Ia tak menampik, pada ujung hari, ia merasakan lelah luar biasa. Biasanya, untuk melepas penat, ketika seluruh anggota keluarga telah lelap, Hapsoro memetik gitar dan bersenandung di halaman rumah. Saat-saat itu juga ia gunakan untuk merefleksikan hidupnya. Ia tak menyangkal, dirinya sempat bertanya kepada Tuhan ikhwal musibah yang menimpa sang istri.

Hapsoro mengenang, Tri juga pribadi yang lincah. Ia aktif di masyarakat dan gereja. Namun, semua itu akan sebagai kenangan. Tri kini lebih banyak di tempat tidur dan di kursi roda. Ia tak lagi melakukan pekerjaan seperti dulu. “Tuhan ampunilah kami. Tuhan tolonglah kami,” pintanya, sembari berlinang air mata.

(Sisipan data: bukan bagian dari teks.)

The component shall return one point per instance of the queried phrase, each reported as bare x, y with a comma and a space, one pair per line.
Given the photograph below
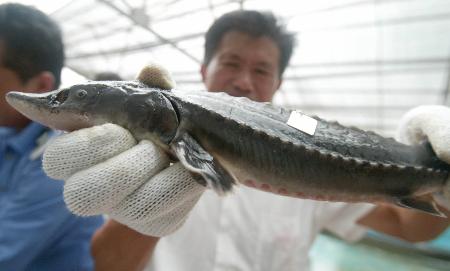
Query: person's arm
34, 222
410, 225
117, 247
430, 123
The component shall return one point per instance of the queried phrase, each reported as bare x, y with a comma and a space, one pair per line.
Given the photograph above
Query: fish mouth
45, 109
28, 103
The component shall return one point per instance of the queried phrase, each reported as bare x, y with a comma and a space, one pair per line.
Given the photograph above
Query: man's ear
203, 72
42, 82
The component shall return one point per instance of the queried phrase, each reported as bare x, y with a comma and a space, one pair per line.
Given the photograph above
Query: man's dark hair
253, 23
31, 41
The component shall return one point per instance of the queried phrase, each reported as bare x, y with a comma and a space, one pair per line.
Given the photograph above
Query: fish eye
81, 93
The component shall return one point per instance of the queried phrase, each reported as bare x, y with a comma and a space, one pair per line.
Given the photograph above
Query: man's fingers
430, 122
97, 189
84, 148
161, 205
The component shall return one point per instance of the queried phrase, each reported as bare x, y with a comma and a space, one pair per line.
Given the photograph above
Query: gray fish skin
251, 142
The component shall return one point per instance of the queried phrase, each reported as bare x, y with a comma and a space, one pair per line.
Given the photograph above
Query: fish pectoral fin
198, 160
427, 206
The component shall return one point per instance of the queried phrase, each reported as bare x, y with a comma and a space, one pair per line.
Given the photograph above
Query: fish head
72, 108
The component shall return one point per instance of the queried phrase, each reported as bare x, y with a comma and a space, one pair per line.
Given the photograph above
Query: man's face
244, 66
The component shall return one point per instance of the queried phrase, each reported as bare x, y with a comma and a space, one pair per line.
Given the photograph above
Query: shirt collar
26, 139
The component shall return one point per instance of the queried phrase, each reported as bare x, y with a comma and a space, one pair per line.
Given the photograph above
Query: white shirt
253, 230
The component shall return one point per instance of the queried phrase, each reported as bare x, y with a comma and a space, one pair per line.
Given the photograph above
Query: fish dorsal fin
427, 206
198, 160
156, 76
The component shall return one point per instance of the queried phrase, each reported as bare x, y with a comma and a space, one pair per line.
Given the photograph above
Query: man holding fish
246, 54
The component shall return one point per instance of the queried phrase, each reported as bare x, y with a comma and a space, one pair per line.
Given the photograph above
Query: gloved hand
431, 122
105, 172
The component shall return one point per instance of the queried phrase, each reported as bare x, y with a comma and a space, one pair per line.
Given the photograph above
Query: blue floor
379, 252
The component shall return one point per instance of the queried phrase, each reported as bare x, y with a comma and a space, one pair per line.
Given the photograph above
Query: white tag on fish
302, 122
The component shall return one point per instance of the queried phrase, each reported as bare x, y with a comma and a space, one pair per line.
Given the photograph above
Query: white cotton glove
431, 122
105, 172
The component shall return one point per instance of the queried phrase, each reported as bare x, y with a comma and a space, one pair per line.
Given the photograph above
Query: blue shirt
37, 231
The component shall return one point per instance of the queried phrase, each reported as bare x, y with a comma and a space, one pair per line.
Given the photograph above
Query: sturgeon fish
226, 140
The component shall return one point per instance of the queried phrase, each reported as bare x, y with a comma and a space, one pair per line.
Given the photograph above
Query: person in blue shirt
37, 231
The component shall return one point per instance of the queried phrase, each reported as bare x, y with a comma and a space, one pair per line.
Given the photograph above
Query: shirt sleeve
341, 219
35, 222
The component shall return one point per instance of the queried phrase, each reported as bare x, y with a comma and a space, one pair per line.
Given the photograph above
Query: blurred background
361, 62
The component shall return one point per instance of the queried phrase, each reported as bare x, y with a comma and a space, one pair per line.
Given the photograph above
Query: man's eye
81, 93
263, 72
231, 64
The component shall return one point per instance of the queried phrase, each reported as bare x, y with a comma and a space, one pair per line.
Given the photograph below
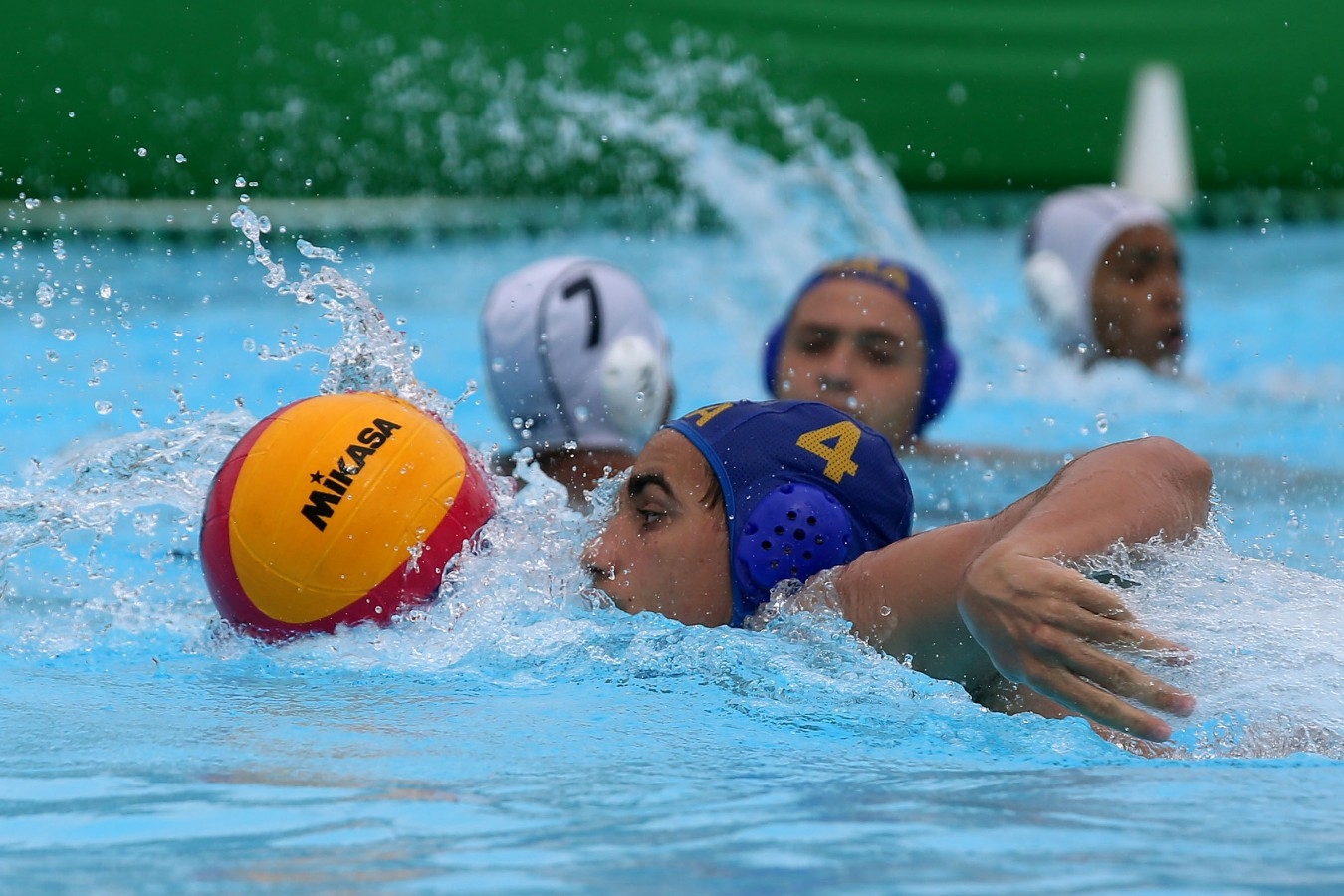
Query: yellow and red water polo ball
337, 510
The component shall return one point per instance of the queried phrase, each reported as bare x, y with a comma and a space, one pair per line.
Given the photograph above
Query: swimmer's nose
835, 383
594, 563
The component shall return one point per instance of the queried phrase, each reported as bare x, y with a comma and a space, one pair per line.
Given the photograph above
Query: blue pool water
514, 737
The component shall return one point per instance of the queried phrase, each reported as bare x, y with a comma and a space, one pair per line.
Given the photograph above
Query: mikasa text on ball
337, 510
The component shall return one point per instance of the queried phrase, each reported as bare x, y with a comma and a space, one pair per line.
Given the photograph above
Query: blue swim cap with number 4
805, 488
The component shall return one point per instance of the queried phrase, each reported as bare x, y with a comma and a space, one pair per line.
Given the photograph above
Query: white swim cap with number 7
575, 354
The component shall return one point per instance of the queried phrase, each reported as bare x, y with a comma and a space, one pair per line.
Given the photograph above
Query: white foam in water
522, 726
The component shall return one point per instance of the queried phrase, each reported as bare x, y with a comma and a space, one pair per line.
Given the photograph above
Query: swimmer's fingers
1102, 618
1098, 685
1125, 633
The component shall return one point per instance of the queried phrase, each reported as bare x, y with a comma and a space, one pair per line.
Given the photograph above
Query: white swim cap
575, 354
1064, 243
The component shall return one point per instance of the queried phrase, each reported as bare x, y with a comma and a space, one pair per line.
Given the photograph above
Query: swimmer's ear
1052, 291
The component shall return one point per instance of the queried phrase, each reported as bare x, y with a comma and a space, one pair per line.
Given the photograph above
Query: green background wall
978, 96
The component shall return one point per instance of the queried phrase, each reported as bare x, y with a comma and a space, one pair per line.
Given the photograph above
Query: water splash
371, 354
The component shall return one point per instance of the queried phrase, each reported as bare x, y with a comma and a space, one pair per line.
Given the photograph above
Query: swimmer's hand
1047, 627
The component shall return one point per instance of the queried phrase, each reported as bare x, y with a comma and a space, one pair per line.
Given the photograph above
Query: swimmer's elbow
1189, 477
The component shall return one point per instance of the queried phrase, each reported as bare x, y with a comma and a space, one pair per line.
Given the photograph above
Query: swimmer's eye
651, 516
816, 342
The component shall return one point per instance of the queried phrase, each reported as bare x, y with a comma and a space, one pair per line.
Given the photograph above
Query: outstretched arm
990, 598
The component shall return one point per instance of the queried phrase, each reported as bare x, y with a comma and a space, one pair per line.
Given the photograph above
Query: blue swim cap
805, 488
907, 285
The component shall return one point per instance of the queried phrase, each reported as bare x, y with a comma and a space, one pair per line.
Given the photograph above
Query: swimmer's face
1139, 299
856, 346
665, 547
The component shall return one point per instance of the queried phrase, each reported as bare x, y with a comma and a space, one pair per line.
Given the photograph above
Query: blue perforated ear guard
805, 489
794, 533
940, 358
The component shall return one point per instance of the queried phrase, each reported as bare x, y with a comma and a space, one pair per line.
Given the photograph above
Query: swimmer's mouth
597, 599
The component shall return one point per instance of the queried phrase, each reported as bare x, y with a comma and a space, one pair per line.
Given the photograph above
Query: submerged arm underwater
988, 602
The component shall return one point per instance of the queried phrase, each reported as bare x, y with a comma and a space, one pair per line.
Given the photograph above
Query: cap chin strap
636, 387
794, 533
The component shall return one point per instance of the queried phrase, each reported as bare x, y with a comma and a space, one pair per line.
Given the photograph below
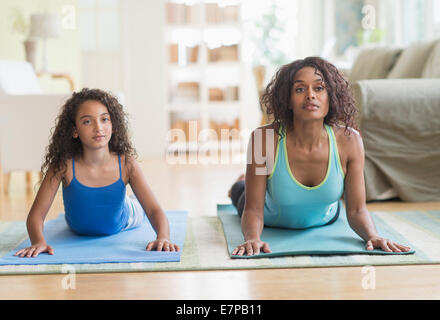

Untuk menimba kekuatan dari Tuhan, ayah tiga anak ini senantiasa berdoa, membaca Kitab Suci, dan menyanyikan lagu-lagu rohani. Kadang, ia mengajak istri dan anak-anaknya untuk saling meneguhkan. Tiap pagi, umat Paroki Bunda Maria Cirebon, Keuskupan Bandung ini juga mengajak istri dan putra bungsunya yang baru TK untuk mengikuti Misa.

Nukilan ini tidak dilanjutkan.